How can one practically imagine what the ratification of this treaty means?

The treaty creates a legal framework to clarify certain areas in the case of US troops operating in the Czech Republic, both legally and technically. Joint exercises have been underway for a long time. Based on the experience of other countries that have this treaty, I can imagine that these exercises could take place more frequently, for example. The Czech Republic, for example, may want US military instructors to work in our country in the event of the purchase of US military equipment. Our geographical location is in the middle of Europe and many logistical transfers do and will pass through our territory. The treaty facilitates all this in practice. The cooperation within NATO is not just formal; until now, everything has been working according to a multilateral treaty that has been in place for twenty-three years, and this new treaty merely supplements and refines it. Even Sweden, which is not yet a member of the North Atlantic Alliance, is considering this treaty.

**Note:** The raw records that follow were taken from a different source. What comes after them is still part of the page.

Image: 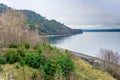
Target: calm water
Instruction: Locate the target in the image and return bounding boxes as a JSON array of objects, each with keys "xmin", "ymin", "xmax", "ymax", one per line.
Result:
[{"xmin": 49, "ymin": 32, "xmax": 120, "ymax": 56}]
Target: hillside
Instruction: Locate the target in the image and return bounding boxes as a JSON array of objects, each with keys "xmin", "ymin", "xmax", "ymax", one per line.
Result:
[{"xmin": 0, "ymin": 4, "xmax": 82, "ymax": 35}]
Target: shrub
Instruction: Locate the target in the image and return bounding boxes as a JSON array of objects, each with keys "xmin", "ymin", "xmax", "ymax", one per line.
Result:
[
  {"xmin": 0, "ymin": 55, "xmax": 6, "ymax": 64},
  {"xmin": 6, "ymin": 49, "xmax": 21, "ymax": 64},
  {"xmin": 0, "ymin": 41, "xmax": 3, "ymax": 48},
  {"xmin": 25, "ymin": 42, "xmax": 30, "ymax": 49},
  {"xmin": 0, "ymin": 64, "xmax": 3, "ymax": 71},
  {"xmin": 8, "ymin": 42, "xmax": 17, "ymax": 48},
  {"xmin": 57, "ymin": 53, "xmax": 75, "ymax": 80}
]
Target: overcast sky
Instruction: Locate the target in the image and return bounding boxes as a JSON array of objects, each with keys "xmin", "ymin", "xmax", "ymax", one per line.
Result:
[{"xmin": 0, "ymin": 0, "xmax": 120, "ymax": 28}]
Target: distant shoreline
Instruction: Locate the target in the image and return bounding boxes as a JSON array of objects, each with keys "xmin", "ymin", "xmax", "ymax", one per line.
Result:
[{"xmin": 82, "ymin": 29, "xmax": 120, "ymax": 32}]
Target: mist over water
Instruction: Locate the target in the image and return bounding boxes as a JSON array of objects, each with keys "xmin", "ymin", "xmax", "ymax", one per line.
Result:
[{"xmin": 49, "ymin": 32, "xmax": 120, "ymax": 57}]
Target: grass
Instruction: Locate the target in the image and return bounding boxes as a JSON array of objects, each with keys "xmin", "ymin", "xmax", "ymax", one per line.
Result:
[
  {"xmin": 0, "ymin": 45, "xmax": 115, "ymax": 80},
  {"xmin": 74, "ymin": 57, "xmax": 115, "ymax": 80}
]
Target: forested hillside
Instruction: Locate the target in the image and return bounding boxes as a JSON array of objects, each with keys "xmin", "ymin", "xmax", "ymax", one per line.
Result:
[{"xmin": 0, "ymin": 4, "xmax": 82, "ymax": 35}]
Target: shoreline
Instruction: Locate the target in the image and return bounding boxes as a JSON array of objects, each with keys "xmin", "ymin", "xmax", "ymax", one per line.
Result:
[{"xmin": 56, "ymin": 47, "xmax": 103, "ymax": 66}]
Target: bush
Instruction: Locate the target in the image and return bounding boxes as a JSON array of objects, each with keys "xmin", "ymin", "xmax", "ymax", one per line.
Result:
[
  {"xmin": 0, "ymin": 56, "xmax": 6, "ymax": 64},
  {"xmin": 25, "ymin": 42, "xmax": 30, "ymax": 49},
  {"xmin": 57, "ymin": 53, "xmax": 75, "ymax": 80},
  {"xmin": 0, "ymin": 41, "xmax": 3, "ymax": 48},
  {"xmin": 0, "ymin": 64, "xmax": 3, "ymax": 71},
  {"xmin": 8, "ymin": 43, "xmax": 17, "ymax": 48}
]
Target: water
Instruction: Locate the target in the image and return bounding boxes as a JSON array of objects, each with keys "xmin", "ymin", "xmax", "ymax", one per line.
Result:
[{"xmin": 49, "ymin": 32, "xmax": 120, "ymax": 56}]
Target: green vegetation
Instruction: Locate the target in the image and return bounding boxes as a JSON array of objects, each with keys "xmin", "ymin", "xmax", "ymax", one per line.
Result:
[
  {"xmin": 0, "ymin": 43, "xmax": 115, "ymax": 80},
  {"xmin": 0, "ymin": 4, "xmax": 115, "ymax": 80},
  {"xmin": 0, "ymin": 4, "xmax": 82, "ymax": 35},
  {"xmin": 0, "ymin": 43, "xmax": 74, "ymax": 80}
]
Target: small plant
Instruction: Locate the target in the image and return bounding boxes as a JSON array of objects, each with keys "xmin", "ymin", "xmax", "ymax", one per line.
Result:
[
  {"xmin": 0, "ymin": 64, "xmax": 3, "ymax": 71},
  {"xmin": 8, "ymin": 42, "xmax": 17, "ymax": 48},
  {"xmin": 15, "ymin": 64, "xmax": 20, "ymax": 69},
  {"xmin": 32, "ymin": 72, "xmax": 38, "ymax": 80},
  {"xmin": 25, "ymin": 42, "xmax": 30, "ymax": 49},
  {"xmin": 0, "ymin": 55, "xmax": 6, "ymax": 64},
  {"xmin": 0, "ymin": 41, "xmax": 3, "ymax": 48}
]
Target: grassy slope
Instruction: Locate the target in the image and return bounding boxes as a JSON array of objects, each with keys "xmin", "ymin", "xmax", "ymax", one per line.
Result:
[{"xmin": 0, "ymin": 57, "xmax": 115, "ymax": 80}]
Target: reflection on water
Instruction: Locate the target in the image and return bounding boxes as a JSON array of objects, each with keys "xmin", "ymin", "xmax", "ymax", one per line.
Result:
[{"xmin": 49, "ymin": 32, "xmax": 120, "ymax": 56}]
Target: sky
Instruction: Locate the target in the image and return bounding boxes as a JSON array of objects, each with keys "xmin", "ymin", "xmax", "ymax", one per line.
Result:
[{"xmin": 0, "ymin": 0, "xmax": 120, "ymax": 29}]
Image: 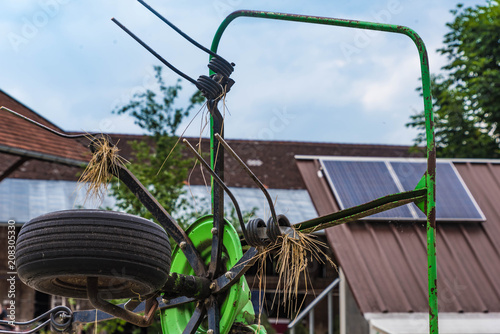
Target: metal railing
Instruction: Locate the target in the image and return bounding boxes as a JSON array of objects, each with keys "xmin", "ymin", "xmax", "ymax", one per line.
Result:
[{"xmin": 288, "ymin": 278, "xmax": 340, "ymax": 334}]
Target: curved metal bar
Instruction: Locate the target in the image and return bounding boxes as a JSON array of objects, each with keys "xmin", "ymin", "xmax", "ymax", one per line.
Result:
[
  {"xmin": 214, "ymin": 133, "xmax": 279, "ymax": 235},
  {"xmin": 0, "ymin": 319, "xmax": 50, "ymax": 334},
  {"xmin": 73, "ymin": 297, "xmax": 196, "ymax": 324},
  {"xmin": 182, "ymin": 302, "xmax": 207, "ymax": 334},
  {"xmin": 87, "ymin": 277, "xmax": 158, "ymax": 327},
  {"xmin": 0, "ymin": 305, "xmax": 73, "ymax": 334},
  {"xmin": 213, "ymin": 247, "xmax": 259, "ymax": 294},
  {"xmin": 137, "ymin": 0, "xmax": 229, "ymax": 63},
  {"xmin": 182, "ymin": 139, "xmax": 247, "ymax": 239},
  {"xmin": 0, "ymin": 106, "xmax": 91, "ymax": 139},
  {"xmin": 111, "ymin": 17, "xmax": 197, "ymax": 85},
  {"xmin": 211, "ymin": 10, "xmax": 439, "ymax": 334},
  {"xmin": 111, "ymin": 164, "xmax": 206, "ymax": 276}
]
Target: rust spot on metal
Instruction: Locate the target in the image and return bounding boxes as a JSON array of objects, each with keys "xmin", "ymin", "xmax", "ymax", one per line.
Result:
[{"xmin": 429, "ymin": 208, "xmax": 436, "ymax": 229}]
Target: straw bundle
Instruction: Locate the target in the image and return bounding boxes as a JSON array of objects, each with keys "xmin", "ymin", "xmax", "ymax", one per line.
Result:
[{"xmin": 78, "ymin": 135, "xmax": 128, "ymax": 203}]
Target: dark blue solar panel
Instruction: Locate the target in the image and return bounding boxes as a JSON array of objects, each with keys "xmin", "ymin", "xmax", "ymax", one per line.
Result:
[
  {"xmin": 391, "ymin": 162, "xmax": 484, "ymax": 221},
  {"xmin": 322, "ymin": 160, "xmax": 413, "ymax": 219}
]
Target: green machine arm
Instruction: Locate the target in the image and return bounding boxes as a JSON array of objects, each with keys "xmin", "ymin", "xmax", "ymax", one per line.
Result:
[{"xmin": 210, "ymin": 10, "xmax": 438, "ymax": 334}]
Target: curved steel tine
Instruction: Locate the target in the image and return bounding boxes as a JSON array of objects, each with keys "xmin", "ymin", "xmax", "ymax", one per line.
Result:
[
  {"xmin": 214, "ymin": 133, "xmax": 279, "ymax": 228},
  {"xmin": 182, "ymin": 302, "xmax": 207, "ymax": 334},
  {"xmin": 0, "ymin": 106, "xmax": 92, "ymax": 139},
  {"xmin": 137, "ymin": 0, "xmax": 229, "ymax": 63},
  {"xmin": 0, "ymin": 319, "xmax": 50, "ymax": 334},
  {"xmin": 111, "ymin": 17, "xmax": 197, "ymax": 85},
  {"xmin": 207, "ymin": 296, "xmax": 220, "ymax": 334}
]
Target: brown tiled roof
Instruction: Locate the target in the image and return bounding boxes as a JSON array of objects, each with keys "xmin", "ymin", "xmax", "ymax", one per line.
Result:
[
  {"xmin": 111, "ymin": 134, "xmax": 420, "ymax": 189},
  {"xmin": 297, "ymin": 159, "xmax": 500, "ymax": 313},
  {"xmin": 0, "ymin": 90, "xmax": 89, "ymax": 162}
]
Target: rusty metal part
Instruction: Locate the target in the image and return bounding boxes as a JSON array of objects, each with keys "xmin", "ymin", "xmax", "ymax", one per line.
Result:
[
  {"xmin": 161, "ymin": 273, "xmax": 211, "ymax": 299},
  {"xmin": 213, "ymin": 247, "xmax": 259, "ymax": 294},
  {"xmin": 182, "ymin": 139, "xmax": 247, "ymax": 239},
  {"xmin": 293, "ymin": 189, "xmax": 426, "ymax": 233},
  {"xmin": 0, "ymin": 306, "xmax": 73, "ymax": 334},
  {"xmin": 207, "ymin": 100, "xmax": 225, "ymax": 278},
  {"xmin": 87, "ymin": 277, "xmax": 158, "ymax": 327},
  {"xmin": 183, "ymin": 302, "xmax": 207, "ymax": 334},
  {"xmin": 214, "ymin": 133, "xmax": 279, "ymax": 235}
]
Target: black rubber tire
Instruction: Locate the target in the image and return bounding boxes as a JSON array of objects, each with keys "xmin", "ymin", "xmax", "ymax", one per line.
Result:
[{"xmin": 16, "ymin": 210, "xmax": 171, "ymax": 299}]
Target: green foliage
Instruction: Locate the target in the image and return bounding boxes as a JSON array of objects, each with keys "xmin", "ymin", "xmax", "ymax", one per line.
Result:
[
  {"xmin": 111, "ymin": 66, "xmax": 203, "ymax": 227},
  {"xmin": 406, "ymin": 1, "xmax": 500, "ymax": 158}
]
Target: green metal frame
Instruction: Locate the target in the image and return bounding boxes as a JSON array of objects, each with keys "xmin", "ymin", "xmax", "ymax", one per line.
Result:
[{"xmin": 210, "ymin": 10, "xmax": 438, "ymax": 334}]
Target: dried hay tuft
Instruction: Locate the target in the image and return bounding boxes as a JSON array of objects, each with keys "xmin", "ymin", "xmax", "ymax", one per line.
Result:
[
  {"xmin": 78, "ymin": 135, "xmax": 128, "ymax": 203},
  {"xmin": 257, "ymin": 231, "xmax": 337, "ymax": 323}
]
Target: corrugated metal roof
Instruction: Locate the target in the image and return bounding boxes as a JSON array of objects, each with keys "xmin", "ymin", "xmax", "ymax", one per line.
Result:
[{"xmin": 297, "ymin": 160, "xmax": 500, "ymax": 313}]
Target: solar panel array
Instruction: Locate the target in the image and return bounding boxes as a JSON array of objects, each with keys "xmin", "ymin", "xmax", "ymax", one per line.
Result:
[{"xmin": 320, "ymin": 157, "xmax": 485, "ymax": 222}]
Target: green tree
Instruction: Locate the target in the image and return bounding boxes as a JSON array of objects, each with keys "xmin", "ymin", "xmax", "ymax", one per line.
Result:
[
  {"xmin": 111, "ymin": 66, "xmax": 204, "ymax": 224},
  {"xmin": 406, "ymin": 1, "xmax": 500, "ymax": 158}
]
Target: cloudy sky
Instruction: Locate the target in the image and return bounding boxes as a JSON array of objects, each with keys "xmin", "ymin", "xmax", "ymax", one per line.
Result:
[{"xmin": 0, "ymin": 0, "xmax": 485, "ymax": 144}]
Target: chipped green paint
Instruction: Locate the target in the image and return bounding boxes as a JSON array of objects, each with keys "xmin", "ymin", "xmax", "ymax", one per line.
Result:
[{"xmin": 211, "ymin": 10, "xmax": 438, "ymax": 334}]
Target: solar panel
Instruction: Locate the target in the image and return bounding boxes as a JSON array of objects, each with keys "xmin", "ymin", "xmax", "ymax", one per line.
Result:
[
  {"xmin": 391, "ymin": 161, "xmax": 485, "ymax": 221},
  {"xmin": 320, "ymin": 157, "xmax": 485, "ymax": 221},
  {"xmin": 321, "ymin": 160, "xmax": 414, "ymax": 219}
]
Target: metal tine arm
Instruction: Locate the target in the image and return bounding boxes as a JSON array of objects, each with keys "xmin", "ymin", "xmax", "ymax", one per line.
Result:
[
  {"xmin": 215, "ymin": 133, "xmax": 279, "ymax": 228},
  {"xmin": 111, "ymin": 18, "xmax": 197, "ymax": 86},
  {"xmin": 182, "ymin": 139, "xmax": 247, "ymax": 239},
  {"xmin": 137, "ymin": 0, "xmax": 227, "ymax": 62}
]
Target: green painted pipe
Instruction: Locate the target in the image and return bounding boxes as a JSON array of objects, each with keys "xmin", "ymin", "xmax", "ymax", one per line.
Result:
[{"xmin": 211, "ymin": 10, "xmax": 438, "ymax": 334}]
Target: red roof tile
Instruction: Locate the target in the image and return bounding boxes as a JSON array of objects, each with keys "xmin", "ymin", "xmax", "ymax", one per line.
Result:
[{"xmin": 0, "ymin": 90, "xmax": 89, "ymax": 162}]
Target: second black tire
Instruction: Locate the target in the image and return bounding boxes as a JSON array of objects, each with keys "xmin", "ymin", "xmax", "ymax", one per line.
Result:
[{"xmin": 16, "ymin": 210, "xmax": 171, "ymax": 299}]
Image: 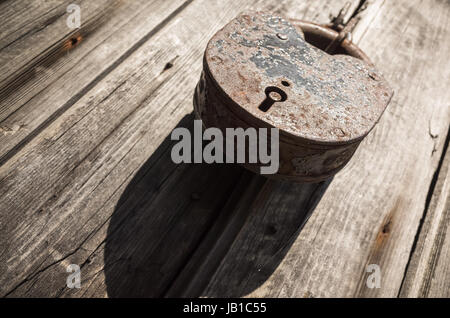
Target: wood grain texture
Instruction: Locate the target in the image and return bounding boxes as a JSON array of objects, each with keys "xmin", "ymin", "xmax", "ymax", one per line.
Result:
[
  {"xmin": 0, "ymin": 0, "xmax": 189, "ymax": 164},
  {"xmin": 0, "ymin": 0, "xmax": 117, "ymax": 120},
  {"xmin": 400, "ymin": 137, "xmax": 450, "ymax": 298},
  {"xmin": 201, "ymin": 1, "xmax": 450, "ymax": 297},
  {"xmin": 0, "ymin": 1, "xmax": 356, "ymax": 296}
]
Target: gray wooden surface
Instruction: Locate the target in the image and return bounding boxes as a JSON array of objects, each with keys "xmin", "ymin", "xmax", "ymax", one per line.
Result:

We must be sure that, if necessary, our cooperation will work as it should. It is literally a blessing from God for all those who have the security of the Czech Republic at heart. The SPD claims that this treaty means the establishment of military bases for US forces in our country. I would be happy if that were the case, I would be more at ease if there were bases for US troops in our country, but this treaty does not guarantee that. There are a number of very different practical matters to be dealt with here.

The Opposition have also talked about the problem that the treaty is not reciprocal and that it does not apply to the territory of the United States. What do you say to that?

This is logical, because security in post-World War II Europe is based on the presence of American forces here, not the other way around.

Were you surprised by the position of the ANO movement, which, despite its initial hesitation, will vote for the treaty?

Anyone who reads the treaty will understand that making it a 'second radar' is nonsense. The fact that the SPD has assessed it in such a way that it is convenient for it to lie to voters and say what is not in the treaty is understandable. The SPD does not agree with our membership of NATO, which I hope is not the case in the ANO movement.

Do you think that if the treaty is approved by a large majority, this is also a message to our partners?

It certainly is. Although the treaty is concluded for ten years, it does not mean that it will automatically end, but that one of the parties can terminate it. I therefore think it is terribly important that there is agreement on it with at least part of the opposition, because it shows that we agree on the basic pillars and that there will be no discontinuity in the future. Moreover, it means a defeat for the SPD as representatives of a marginal part of society.

It is clear from Defence Minister Jana Černochová's statement that the activities of the fifth column have created a great deal of pressure on members of the government in connection with this treaty. Have you also noticed this?

I'm sure. It's to be expected. This is illustrated by the thousand-fold activity on social media, which has been going on for about a fortnight now. It's the same old stuff - either very rude language or nonsense that the SPD continues to spread. It is understandable, we are the last country in this area that does not have the treaty, and so it is probably worth making an effort for some to keep it that way.

On that note, I would ask whether you think the government is doing enough to combat the bossing of disinformation. Are its steps in this regard sufficient?

My personal view is that, even taking into account the past years when nothing was done, we still have huge reserves. I lack strategic steps that would be able to address this situation in some way in the future. I admit that I think there is a large margin here.